As in everything in life there has to be balance.  If we only act out of emotion or let our thoughts and behaviors be governed by it, everything in our lives would be chaos.  Acting on emotion  is purely acting on impulse.  Kids are a good example of this.  Their brain is not fully developed yet, so when they see something they want, but can’t have the usually act out in anger.  Emotion doesn’t think of consequences.  Emotion only thinks in the present moment.

In adulthood we learn to a certain degree to manage and control our emotions. To think before we speak, to way up the pro’s and the cons before we act.  As a recovering addict, when I think back on my life, I realize that every time I started using again, I made an emotional, impulsive, irrational decisions.  Sometimes out of anger, sometimes out of self-pity, and a guilty conscience.  The substance  took away some emotions and amplified others.  I lost control of my ability to keep my emotions in check.  I lost my ability to think of consequences, the ability to think things through.

In my mind I was in control, I didn’t care what I did to other people, and beware to those who wronged me.  I had a motto “I don’t get mad, I get even”.  I was filled with hate, revenge and un-forgiveness.  I was self-righteous, and self-centered.

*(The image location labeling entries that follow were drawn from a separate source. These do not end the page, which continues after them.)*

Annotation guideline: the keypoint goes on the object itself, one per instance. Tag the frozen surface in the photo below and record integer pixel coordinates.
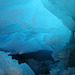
(11, 67)
(64, 10)
(27, 26)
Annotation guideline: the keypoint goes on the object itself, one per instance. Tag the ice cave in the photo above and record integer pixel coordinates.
(37, 37)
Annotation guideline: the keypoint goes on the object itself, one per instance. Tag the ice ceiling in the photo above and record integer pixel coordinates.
(27, 26)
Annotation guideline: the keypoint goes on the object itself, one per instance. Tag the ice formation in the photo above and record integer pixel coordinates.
(27, 26)
(31, 25)
(11, 67)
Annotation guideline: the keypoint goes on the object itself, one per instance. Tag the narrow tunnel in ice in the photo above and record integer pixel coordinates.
(38, 32)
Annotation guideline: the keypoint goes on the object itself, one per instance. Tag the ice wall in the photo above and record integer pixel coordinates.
(27, 26)
(64, 10)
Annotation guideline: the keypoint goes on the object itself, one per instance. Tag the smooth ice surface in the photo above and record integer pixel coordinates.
(27, 26)
(64, 10)
(11, 67)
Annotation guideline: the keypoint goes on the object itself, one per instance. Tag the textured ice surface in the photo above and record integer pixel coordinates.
(29, 27)
(11, 67)
(64, 10)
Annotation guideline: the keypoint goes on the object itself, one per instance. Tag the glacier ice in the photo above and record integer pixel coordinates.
(64, 10)
(29, 27)
(11, 67)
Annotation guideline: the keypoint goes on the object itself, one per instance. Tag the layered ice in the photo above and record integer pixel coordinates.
(27, 26)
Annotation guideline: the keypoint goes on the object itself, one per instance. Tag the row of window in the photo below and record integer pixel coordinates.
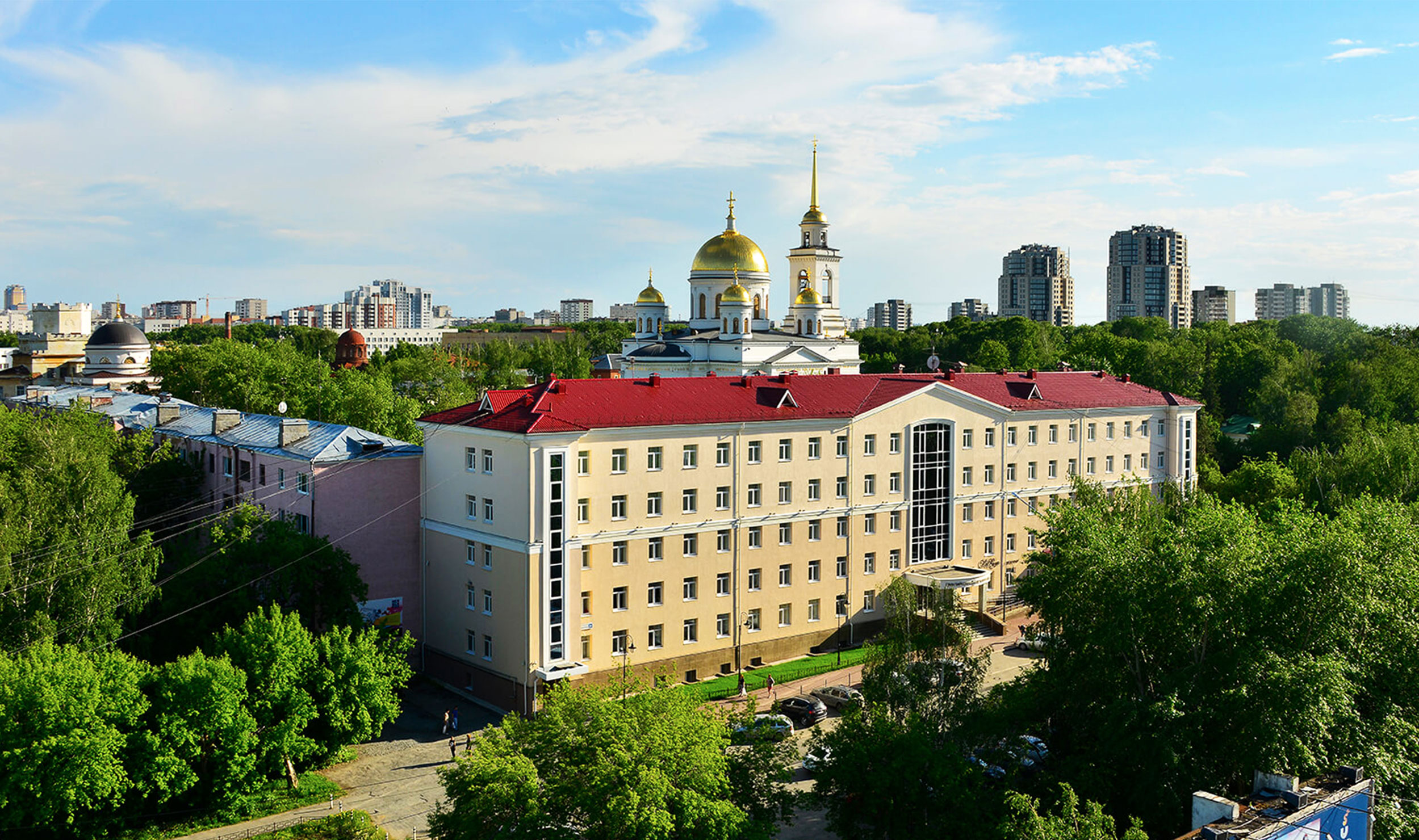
(754, 453)
(1032, 433)
(1053, 469)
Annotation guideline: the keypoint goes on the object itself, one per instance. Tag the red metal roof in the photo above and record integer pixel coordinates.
(574, 405)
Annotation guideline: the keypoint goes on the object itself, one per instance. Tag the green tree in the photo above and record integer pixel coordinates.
(592, 765)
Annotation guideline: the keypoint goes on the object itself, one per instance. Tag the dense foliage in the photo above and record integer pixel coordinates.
(596, 765)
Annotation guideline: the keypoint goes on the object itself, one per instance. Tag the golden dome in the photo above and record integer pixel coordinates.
(735, 294)
(729, 250)
(808, 296)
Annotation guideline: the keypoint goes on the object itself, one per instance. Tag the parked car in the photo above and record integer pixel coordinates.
(767, 727)
(838, 696)
(803, 711)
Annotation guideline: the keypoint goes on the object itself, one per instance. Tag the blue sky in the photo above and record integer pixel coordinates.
(516, 154)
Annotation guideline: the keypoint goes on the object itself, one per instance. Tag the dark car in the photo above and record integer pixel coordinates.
(803, 711)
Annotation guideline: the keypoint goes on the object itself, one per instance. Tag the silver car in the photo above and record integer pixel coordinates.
(838, 696)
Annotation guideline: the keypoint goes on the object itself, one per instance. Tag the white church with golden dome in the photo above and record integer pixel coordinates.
(731, 330)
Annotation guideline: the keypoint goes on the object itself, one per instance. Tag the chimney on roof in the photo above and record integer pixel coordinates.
(225, 419)
(293, 432)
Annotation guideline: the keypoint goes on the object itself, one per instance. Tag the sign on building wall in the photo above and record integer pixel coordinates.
(385, 612)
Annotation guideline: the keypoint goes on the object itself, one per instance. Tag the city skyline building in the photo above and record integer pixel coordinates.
(1148, 276)
(1036, 284)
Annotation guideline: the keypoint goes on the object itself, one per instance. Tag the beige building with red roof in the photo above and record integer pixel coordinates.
(703, 524)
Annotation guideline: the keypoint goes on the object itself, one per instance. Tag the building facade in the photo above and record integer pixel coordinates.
(1036, 284)
(894, 314)
(704, 524)
(1148, 276)
(1212, 304)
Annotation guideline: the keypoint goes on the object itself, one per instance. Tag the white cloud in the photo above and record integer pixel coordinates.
(1355, 53)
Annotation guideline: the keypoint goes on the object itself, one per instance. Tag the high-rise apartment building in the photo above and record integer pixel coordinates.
(1213, 303)
(1036, 284)
(1148, 276)
(252, 308)
(1284, 300)
(576, 311)
(894, 314)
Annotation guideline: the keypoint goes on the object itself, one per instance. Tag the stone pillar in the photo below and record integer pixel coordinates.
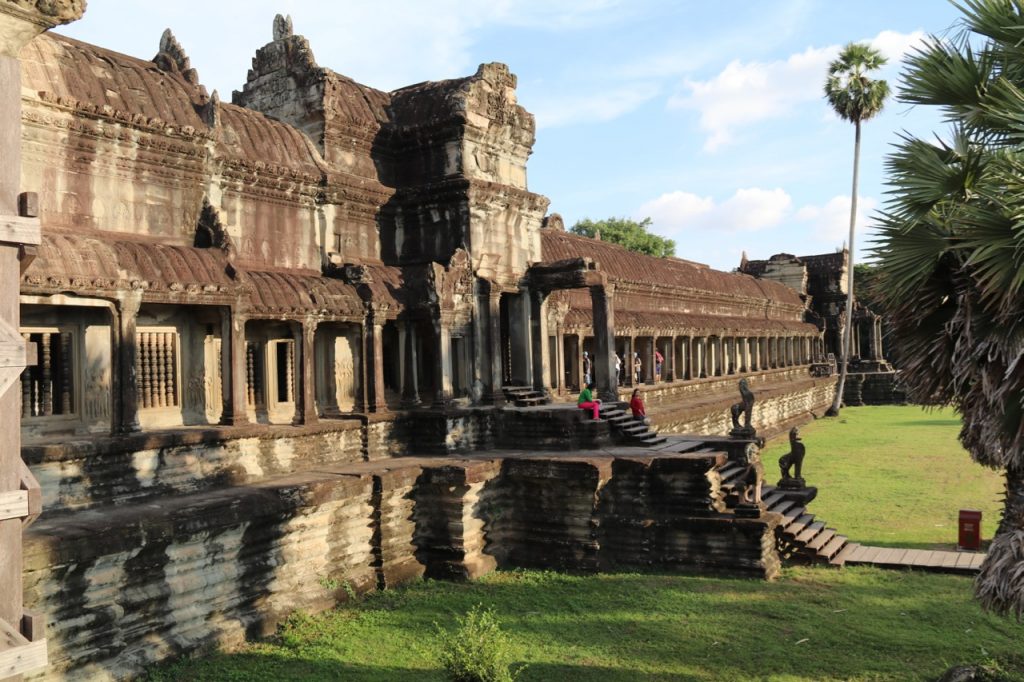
(442, 366)
(628, 360)
(496, 396)
(520, 337)
(375, 354)
(19, 23)
(670, 360)
(559, 360)
(539, 336)
(303, 335)
(410, 383)
(232, 368)
(604, 342)
(127, 354)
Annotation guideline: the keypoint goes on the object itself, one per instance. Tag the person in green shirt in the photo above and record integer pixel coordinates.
(587, 401)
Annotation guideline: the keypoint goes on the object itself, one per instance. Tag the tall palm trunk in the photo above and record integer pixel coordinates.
(848, 329)
(999, 586)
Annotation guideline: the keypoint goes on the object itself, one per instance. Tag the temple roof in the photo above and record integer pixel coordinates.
(300, 292)
(251, 136)
(662, 323)
(75, 262)
(620, 263)
(78, 72)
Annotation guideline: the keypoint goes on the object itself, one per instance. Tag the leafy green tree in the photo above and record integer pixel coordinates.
(951, 259)
(855, 97)
(629, 233)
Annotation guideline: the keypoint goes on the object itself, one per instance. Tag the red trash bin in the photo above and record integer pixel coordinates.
(970, 529)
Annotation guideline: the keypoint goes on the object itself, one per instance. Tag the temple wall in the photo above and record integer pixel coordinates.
(126, 587)
(778, 407)
(84, 474)
(96, 173)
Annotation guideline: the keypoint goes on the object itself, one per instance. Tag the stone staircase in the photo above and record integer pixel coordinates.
(627, 429)
(803, 539)
(524, 396)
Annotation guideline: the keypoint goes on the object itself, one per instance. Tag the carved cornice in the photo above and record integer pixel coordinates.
(20, 20)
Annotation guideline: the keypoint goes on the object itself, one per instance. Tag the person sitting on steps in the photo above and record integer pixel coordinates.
(637, 406)
(587, 401)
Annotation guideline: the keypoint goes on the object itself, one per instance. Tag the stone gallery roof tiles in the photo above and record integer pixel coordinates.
(627, 265)
(251, 136)
(77, 74)
(301, 292)
(353, 102)
(84, 263)
(676, 323)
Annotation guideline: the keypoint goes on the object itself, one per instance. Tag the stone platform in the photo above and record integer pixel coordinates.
(130, 585)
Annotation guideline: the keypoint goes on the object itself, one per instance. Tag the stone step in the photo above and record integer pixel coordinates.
(844, 554)
(821, 540)
(781, 506)
(835, 545)
(798, 524)
(792, 514)
(810, 531)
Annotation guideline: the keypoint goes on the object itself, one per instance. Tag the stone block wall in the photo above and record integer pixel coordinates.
(778, 406)
(124, 587)
(81, 474)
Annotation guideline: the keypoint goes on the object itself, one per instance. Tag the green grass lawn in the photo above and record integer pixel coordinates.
(814, 624)
(893, 475)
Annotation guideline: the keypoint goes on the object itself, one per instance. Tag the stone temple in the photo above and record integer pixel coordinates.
(323, 334)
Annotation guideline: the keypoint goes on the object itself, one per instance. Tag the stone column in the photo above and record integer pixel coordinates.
(232, 367)
(303, 335)
(604, 341)
(127, 354)
(442, 366)
(375, 355)
(519, 331)
(560, 359)
(410, 380)
(539, 337)
(670, 360)
(628, 360)
(496, 396)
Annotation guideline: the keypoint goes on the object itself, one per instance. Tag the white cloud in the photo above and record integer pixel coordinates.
(603, 105)
(747, 210)
(745, 93)
(829, 223)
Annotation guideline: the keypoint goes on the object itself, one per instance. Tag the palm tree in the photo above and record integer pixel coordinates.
(855, 97)
(951, 259)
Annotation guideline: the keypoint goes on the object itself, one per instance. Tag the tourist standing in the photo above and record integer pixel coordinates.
(637, 406)
(587, 401)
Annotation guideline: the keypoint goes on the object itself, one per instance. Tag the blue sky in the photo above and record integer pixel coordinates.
(705, 116)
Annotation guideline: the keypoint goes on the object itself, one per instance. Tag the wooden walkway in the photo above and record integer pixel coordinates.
(941, 561)
(803, 539)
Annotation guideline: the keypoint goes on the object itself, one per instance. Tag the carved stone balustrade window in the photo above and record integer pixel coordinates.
(157, 367)
(48, 388)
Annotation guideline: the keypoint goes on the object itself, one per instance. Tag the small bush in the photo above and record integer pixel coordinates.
(477, 650)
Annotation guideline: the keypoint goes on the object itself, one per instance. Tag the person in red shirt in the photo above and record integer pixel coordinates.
(636, 405)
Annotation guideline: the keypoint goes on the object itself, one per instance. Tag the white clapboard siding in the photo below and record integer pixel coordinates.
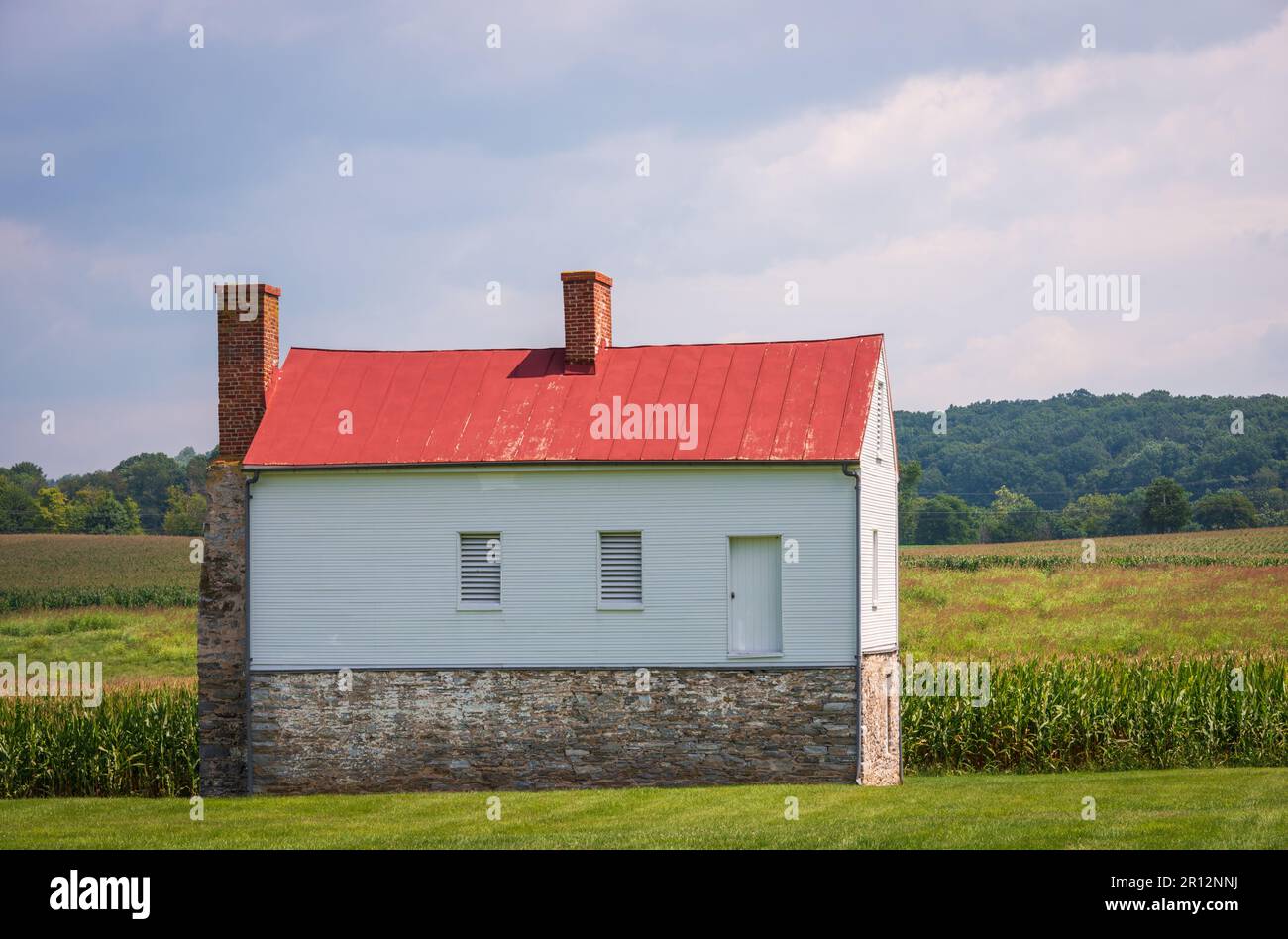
(880, 497)
(361, 569)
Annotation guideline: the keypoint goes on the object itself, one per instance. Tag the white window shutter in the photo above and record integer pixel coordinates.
(621, 569)
(481, 570)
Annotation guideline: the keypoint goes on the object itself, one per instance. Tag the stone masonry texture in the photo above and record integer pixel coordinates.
(881, 719)
(222, 637)
(528, 729)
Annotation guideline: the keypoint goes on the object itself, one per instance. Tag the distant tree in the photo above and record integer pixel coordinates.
(149, 478)
(185, 513)
(1089, 515)
(98, 511)
(1167, 506)
(1016, 517)
(910, 505)
(196, 472)
(27, 475)
(1125, 518)
(17, 509)
(54, 510)
(945, 521)
(98, 479)
(1225, 509)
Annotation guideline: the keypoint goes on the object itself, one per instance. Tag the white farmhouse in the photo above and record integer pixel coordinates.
(526, 569)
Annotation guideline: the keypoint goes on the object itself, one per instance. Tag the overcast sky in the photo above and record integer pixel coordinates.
(767, 163)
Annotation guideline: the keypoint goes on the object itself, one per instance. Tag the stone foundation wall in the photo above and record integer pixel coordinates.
(881, 719)
(527, 729)
(222, 637)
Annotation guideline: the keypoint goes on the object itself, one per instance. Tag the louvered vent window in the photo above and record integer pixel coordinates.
(621, 570)
(481, 570)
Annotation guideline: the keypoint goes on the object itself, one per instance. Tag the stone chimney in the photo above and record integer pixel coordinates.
(246, 321)
(248, 363)
(588, 318)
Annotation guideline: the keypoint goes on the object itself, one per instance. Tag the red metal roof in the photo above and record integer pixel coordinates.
(754, 401)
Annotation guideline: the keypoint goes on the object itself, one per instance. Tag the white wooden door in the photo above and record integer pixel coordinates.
(755, 596)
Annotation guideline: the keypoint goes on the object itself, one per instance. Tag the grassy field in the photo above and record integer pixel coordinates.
(1093, 609)
(1243, 547)
(1215, 808)
(1220, 604)
(136, 646)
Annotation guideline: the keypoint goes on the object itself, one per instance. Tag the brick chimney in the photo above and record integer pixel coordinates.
(588, 318)
(248, 363)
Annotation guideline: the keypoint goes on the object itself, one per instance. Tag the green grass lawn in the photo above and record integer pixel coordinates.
(1194, 808)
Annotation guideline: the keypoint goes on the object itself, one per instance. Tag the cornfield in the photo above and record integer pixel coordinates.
(137, 742)
(1050, 715)
(1043, 715)
(1241, 548)
(62, 571)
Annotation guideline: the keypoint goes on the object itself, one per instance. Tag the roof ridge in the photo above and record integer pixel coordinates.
(644, 346)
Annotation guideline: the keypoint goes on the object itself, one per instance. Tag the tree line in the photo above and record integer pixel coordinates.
(1083, 466)
(1074, 466)
(145, 493)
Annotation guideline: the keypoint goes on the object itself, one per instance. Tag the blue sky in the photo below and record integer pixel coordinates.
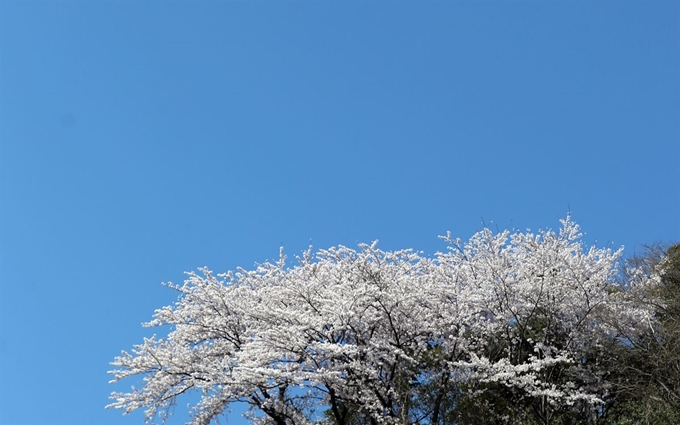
(139, 140)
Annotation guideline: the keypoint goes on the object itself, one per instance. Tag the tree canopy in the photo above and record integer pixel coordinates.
(509, 327)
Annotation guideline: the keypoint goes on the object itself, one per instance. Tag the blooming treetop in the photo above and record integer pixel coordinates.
(386, 337)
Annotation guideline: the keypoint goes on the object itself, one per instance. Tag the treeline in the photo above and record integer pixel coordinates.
(514, 328)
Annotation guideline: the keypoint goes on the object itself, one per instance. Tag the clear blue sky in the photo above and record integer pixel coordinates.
(142, 139)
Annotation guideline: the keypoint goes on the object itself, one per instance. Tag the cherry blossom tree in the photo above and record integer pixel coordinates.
(508, 326)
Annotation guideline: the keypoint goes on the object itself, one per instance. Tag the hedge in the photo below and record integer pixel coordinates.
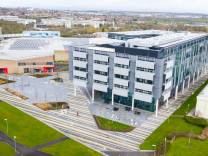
(197, 121)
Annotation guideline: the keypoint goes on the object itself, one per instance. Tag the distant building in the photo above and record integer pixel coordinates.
(202, 104)
(28, 55)
(46, 34)
(18, 20)
(56, 22)
(139, 69)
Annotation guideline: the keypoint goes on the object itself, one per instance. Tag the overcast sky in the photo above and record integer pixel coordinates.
(195, 6)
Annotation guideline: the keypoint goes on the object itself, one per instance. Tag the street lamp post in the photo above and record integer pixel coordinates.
(154, 149)
(7, 125)
(15, 144)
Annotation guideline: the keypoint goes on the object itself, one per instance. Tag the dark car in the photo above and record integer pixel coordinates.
(115, 108)
(137, 112)
(127, 108)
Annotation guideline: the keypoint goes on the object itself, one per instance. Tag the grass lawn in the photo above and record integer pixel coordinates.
(41, 75)
(6, 150)
(31, 132)
(175, 124)
(5, 81)
(181, 147)
(69, 148)
(110, 125)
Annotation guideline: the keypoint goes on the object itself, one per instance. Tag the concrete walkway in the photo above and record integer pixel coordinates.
(23, 150)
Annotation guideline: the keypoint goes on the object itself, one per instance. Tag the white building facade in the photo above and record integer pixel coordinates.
(139, 77)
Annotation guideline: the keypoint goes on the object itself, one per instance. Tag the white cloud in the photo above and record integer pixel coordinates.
(198, 6)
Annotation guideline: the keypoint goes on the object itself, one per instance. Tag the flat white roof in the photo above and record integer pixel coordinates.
(25, 48)
(164, 39)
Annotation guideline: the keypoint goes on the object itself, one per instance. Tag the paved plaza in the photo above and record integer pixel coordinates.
(83, 127)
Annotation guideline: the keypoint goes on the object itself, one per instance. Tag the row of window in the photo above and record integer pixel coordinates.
(143, 91)
(145, 69)
(100, 62)
(80, 69)
(121, 77)
(101, 82)
(34, 63)
(101, 73)
(144, 81)
(121, 66)
(80, 59)
(120, 86)
(80, 78)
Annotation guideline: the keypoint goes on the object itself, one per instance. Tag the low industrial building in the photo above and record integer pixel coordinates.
(142, 69)
(28, 55)
(202, 104)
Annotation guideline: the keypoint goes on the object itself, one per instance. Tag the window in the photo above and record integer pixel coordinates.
(80, 59)
(100, 62)
(121, 77)
(21, 64)
(100, 73)
(80, 69)
(80, 78)
(49, 63)
(145, 69)
(144, 81)
(121, 66)
(100, 82)
(143, 91)
(120, 86)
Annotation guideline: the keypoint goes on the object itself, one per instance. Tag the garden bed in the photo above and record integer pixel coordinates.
(109, 125)
(40, 75)
(5, 81)
(13, 92)
(52, 105)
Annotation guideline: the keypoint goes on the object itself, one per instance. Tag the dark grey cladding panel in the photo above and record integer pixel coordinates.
(155, 52)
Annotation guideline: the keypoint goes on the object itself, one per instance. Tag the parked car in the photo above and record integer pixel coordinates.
(137, 112)
(115, 108)
(127, 108)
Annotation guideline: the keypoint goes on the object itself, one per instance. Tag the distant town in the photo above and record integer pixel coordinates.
(112, 83)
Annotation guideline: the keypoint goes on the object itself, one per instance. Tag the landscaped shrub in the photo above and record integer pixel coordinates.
(197, 121)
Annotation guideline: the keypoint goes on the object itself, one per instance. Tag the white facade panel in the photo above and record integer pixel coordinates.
(79, 73)
(170, 64)
(166, 95)
(79, 54)
(81, 64)
(123, 61)
(100, 67)
(121, 71)
(120, 92)
(143, 86)
(81, 83)
(202, 107)
(100, 77)
(168, 85)
(98, 57)
(143, 97)
(168, 74)
(100, 87)
(121, 82)
(145, 64)
(145, 75)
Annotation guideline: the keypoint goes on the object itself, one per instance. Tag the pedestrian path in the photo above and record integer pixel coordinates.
(78, 122)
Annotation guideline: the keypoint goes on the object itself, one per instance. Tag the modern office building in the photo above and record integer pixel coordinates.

The exact opposite of who I am.  I had rage outbursts, said things to people who no one should say, and did things that no right-minded person should ever do.  I was acting like someone with Anti-Social personality disorder.

When I got clean feelings of regret and remorse overwhelmed me.  I thought ”how can anyone love this monster that I have become?’  I needed to forgive myself.  Easier said than done.  I was terrified to see my loved ones again.  What are they going say.  Are they going to hate me?

They showed me love and forgiveness.  If the people who I have wronged so much can forgive me, why cant I? Little by little, step by step I started to forgive myself. I forgave those that wronged me.  My attitude started to change, my mood changed, and I started to see the positive side of life again.

Every aspect of life is better now.  Everything is beautiful.  The environment around me.  The people in my life.  I am thankful for everything.  The bed that I sleep in,  the food that I eat.  I am thankful that I am alive.  That I still have good health.  I am thankful for my family and friends.

This was a good and humbling experience for me.  It’s still a battle to not act out on emotion.  But I have made a conscious decision to think things through.  I don’t act out in anger, I wait a while for myself to cool down and think. Only after this I act.  I try to place myself in the other persons shoes. I always ask myself. Why does he feel that way?  How would I have felt in the same situation?  What can WE do to resolve the issue.

My empathy is back.  In the past I put other people issues and problems ahead of my own.  Now I will still listen to their problems, give advice where I can, but I put my own life, my own issues first.  If I know it’s going to be detrimental to my own recovery, I won’t get involved.

Emotion and logic has to be in balance.  To much of the one, or the other causes problems and unnecessary stress.  It will greatly increase your chances of recovery, and overall well-being.

It take a lot of practice and patience, but it’s worth it.